A couple of years ago I brought all my cardboard bee tubes, wooden blocks, and the like, together into a new construction the ‘Bee Hotel’. Previously they had been scattered around the garden, but putting them all together on a south-east facing wall has made observing them much easier.
And being able to see what is happening has made photographing what is going on a possibility, if not always successful. In addition to the usual Osmia bicornis sometimes known as the Red Mason Bee the tubes and blocks are attracting a variety of other species, Osmia leiana is another widespread bee, but the cuckoo bee Stelis phaeoptera is now rare but we see them regularly. The leaf-cutter bee Megachile centuncularis is also present as is her cuckoo Coelioxys inermis.
In addition to the bees several wasps are using the nesting holes, Ancistrocerus bringing in caterpillars, Passaloecus stocking her nests with dozens of aphids, and Trypoxylon flying back with small spiders that she packs into the nest as food for her larvae.
All this activity also attracts a variety of parasites, several ichneumons, and a lot of Ruby-tailed wasps Chrysis sp. most of them probably Chrysis ignita.
The hotel has been so successful that I have had to build another alongside to stop the fighting that was going on over nest sites, and I had already built one to go in our fruit orchard to help with pollination.
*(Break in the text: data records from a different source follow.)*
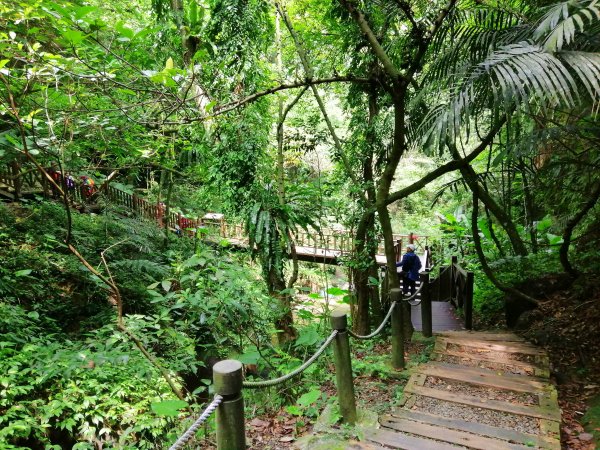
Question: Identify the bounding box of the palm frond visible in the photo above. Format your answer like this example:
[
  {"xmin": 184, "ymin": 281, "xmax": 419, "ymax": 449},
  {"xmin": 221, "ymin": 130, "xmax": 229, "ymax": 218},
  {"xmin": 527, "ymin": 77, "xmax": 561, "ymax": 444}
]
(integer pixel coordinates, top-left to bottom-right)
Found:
[{"xmin": 533, "ymin": 0, "xmax": 600, "ymax": 52}]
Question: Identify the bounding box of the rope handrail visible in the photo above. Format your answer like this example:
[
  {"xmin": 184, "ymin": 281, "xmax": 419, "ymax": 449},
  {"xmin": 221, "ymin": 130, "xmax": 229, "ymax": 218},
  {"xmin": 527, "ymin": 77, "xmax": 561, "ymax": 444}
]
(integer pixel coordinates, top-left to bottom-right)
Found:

The shelves contain a mix of bought bee tubes, canes and plant stems, wooden blocks and oasis blocks. All are used by one or more species. The wooden blocks are all off-cuts of untreated wood (vitally important) with holes ranging from 1.5mm to 10mm of depths as long as the drill bit and wood will allow (100 to 150mm). The oasis seems to act like very rotten wood, I push a pencil or log nail in to make a hole and the bee (Osmia bicornis especially) will then excavate a chamber to build her mud cells in.
It is important never to be tempted to clean out the tubes, the bees and wasps are very efficient at cleaning out old nesting material anyway, but some species, Osmia leiana in particular will often over-winter twice before emerging. Cleaning could destroy a whole generation. I have found the 25mm netting cover vital to keep out birds, woodpeckers especially, and squirrels. 25mm net lets bees fly through but keeps out most small birds though some still squeeze through.